Psichiatra ed infermiera aggredite e sequestrate per 45 minuti
Sotto sequestro per 45 lunghissimi minuti, minacciate da un uomo armato di coltello e cacciavite e con una tanica che avrebbe potuto contenere della benzina.
Le vittime sono una psichiatra ed un’infermiera e l’aggressione, l’ultima di una lunga serie a carico del personale sanitario, è avvenuta lo scorso venerdì al nuovo ambulatorio del centro di Salute mentale di Montedomini a Firenze.
L’uomo, dopo le minacce, è poi improvvisamente andato via.
Tanta paura con un epilogo fortunatamente senza gravi conseguenze, ma la questione della violenza contro gli operatori sanitari resta un nodo ancora irrisolto e le società scientifiche insieme all’Ordine dei medici chiedono misure urgenti a tutela dei professionisti della sanità.
Netta la posizione del presidente dell’Ordine dei medici di Firenze, Pietro Dattolo: “Le aggressioni verso tutto il personale sanitario non sono più sostenibili e richiedono un intervento protettivo urgente. Serve un altro omicidio per comprendere che dobbiamo fare qualcosa? A distanza di poco più di un anno dall’omicidio della psichiatra Barbara Capovani a Pisa, la storia ha rischiato di ripetersi”.
E quella del Montedomini è soltanto una tra le circa mille aggressioni che medici, infermieri, operatori socio-sanitari, assistenti sociali ed educatori subiscono ogni anno.
Per Dattolo, “non è più ammissibile andare avanti così” e “per contrastare questa pericolosa tendenza serve che le istituzioni supportino tutti i soggetti coinvolti in percorsi di sensibilizzazione e prevenzione, perchè non è possibile che il personale medico venga abbandonato di fronte a questi pericoli: il diritto alle cure e quello alla sicurezza non sono scindibili”.
Lanciano l’allarme anche la Società Italiana di Psichiatria (Sip) ed il Coordinamento Nazionale dei Servizi Psichiatrici di Diagnosi e Cura (Spdc).
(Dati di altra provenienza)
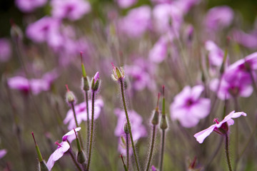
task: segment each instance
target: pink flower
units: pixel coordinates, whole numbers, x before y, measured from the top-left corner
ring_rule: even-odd
[[[89,1],[84,0],[52,0],[52,16],[58,19],[80,19],[91,11]]]
[[[11,58],[11,48],[10,41],[4,38],[0,38],[0,62],[6,62]]]
[[[91,100],[89,100],[89,120],[91,120]],[[104,101],[101,99],[96,99],[95,100],[94,106],[94,119],[97,119],[101,113],[101,108],[104,106]],[[82,102],[81,103],[74,106],[76,111],[76,116],[78,121],[78,124],[84,120],[87,120],[87,114],[86,114],[86,102]],[[76,123],[74,120],[74,113],[71,109],[69,110],[66,117],[64,120],[64,123],[67,124],[69,123],[68,129],[71,130],[76,127]]]
[[[72,130],[74,131],[74,130]],[[49,160],[46,162],[47,168],[51,170],[54,167],[54,162],[61,158],[64,152],[68,151],[70,148],[70,145],[66,141],[61,142],[60,144],[56,142],[56,144],[58,145],[57,149],[50,155]]]
[[[119,24],[121,31],[131,38],[141,36],[149,28],[151,24],[151,8],[141,6],[129,11]]]
[[[192,88],[186,86],[175,96],[170,106],[171,119],[178,120],[183,127],[191,128],[207,116],[211,110],[211,100],[200,97],[203,90],[201,85]]]
[[[246,116],[246,113],[243,112],[235,113],[235,111],[232,111],[221,122],[218,122],[217,119],[214,119],[214,121],[216,123],[216,124],[211,125],[206,130],[196,133],[193,136],[196,138],[196,140],[199,143],[203,143],[204,139],[206,139],[206,138],[208,137],[213,130],[220,135],[226,134],[228,131],[229,126],[233,125],[234,123],[232,118],[237,118],[241,115]]]
[[[15,4],[23,12],[31,12],[46,4],[47,0],[16,0]]]
[[[79,131],[81,129],[81,128],[78,127],[78,128],[76,128],[74,130],[76,133],[76,132]],[[74,140],[75,140],[76,135],[75,135],[74,130],[72,129],[70,131],[69,131],[66,134],[65,134],[62,138],[62,140],[63,141],[68,140],[69,142],[71,142]]]
[[[7,153],[7,150],[5,149],[0,150],[0,159],[4,157]]]
[[[138,0],[116,0],[116,1],[121,9],[127,9],[135,4]]]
La percezione del rischio, afferma la Sip, “è profondamente peggiorata negli ultimi anni e rappresenta uno degli elementi di fuga degli operatori dal Servizio sanitario nazionale”.
I numeri nazionali sono noti: 16 mila aggressioni nel 2023, un terzo fisiche e due terzi verbali, nel 70% dei casi ad operatrici, ad opera di pazienti o parenti.
Tali numeri sono però sottodimensionati per le poche denunce su casi meno violenti, ma non per questo meno gravi. Ancora più pesanti sono i numeri nell’ambito della salute mentale.
La psichiatria, infatti, secondo i dati del sindacato Anaao-Assomed, è la branca della medicina più colpita, con il 34% di operatori aggrediti, seguita dai Pronto soccorso (20%).
Dati confermati da una recente indagine del Spdc: su 2600 professionisti della salute mentale, di cui 1400 psichiatri, il 49% ha subito violenza (dalla semplice spinta all’aggressione) durante il lavoro negli ultimi due anni (il 27% più di una volta), il 74% ha subito minacce verbali da parte di pazienti durante il lavoro negli ultimi tre mesi (il 52% più di una volta) ed il 57% degli psichiatri sente a rischio la propria incolumità sul lavoro. E c’è una netta prevalenza del genere femminile.
La violenza continua, “nonostante – afferma la presidente Sip, Liliana Dell’Osso – la morte di Barbara Capovani. Sono seguiti messaggi di solidarietà, ma nessun cambiamento”.
Vi sono almeno tre necessità da risolvere, aggiunge Emi Bondi, presidente Spdc: “Adeguare il numero di posti letto per acuti che attualmente risulta insufficiente; trovare una soluzione legislativa per coniugare il diritto alle cure adeguate per i soggetti autori di reato con patologia psichiatrica e la sicurezza degli operatori, e creare spazi di ricovero adeguati per pazienti sempre più giovani con problematiche nuove spesso connesse all’uso di sostanze”.
E pesano, aggiunge, “vent’anni di mancati investimenti e di una progressiva riduzione del personale”.
La criticità della situazione è dunque nota, conclude la presidente Sip, e “non ci sono più scuse da parte dello Stato per non agire, se non l’indifferenza e il ritenere la morte o le lesioni agli operatori un rischio calcolato e accettato. Una prospettiva che non possiamo permettere, come psichiatri e esseri umani”.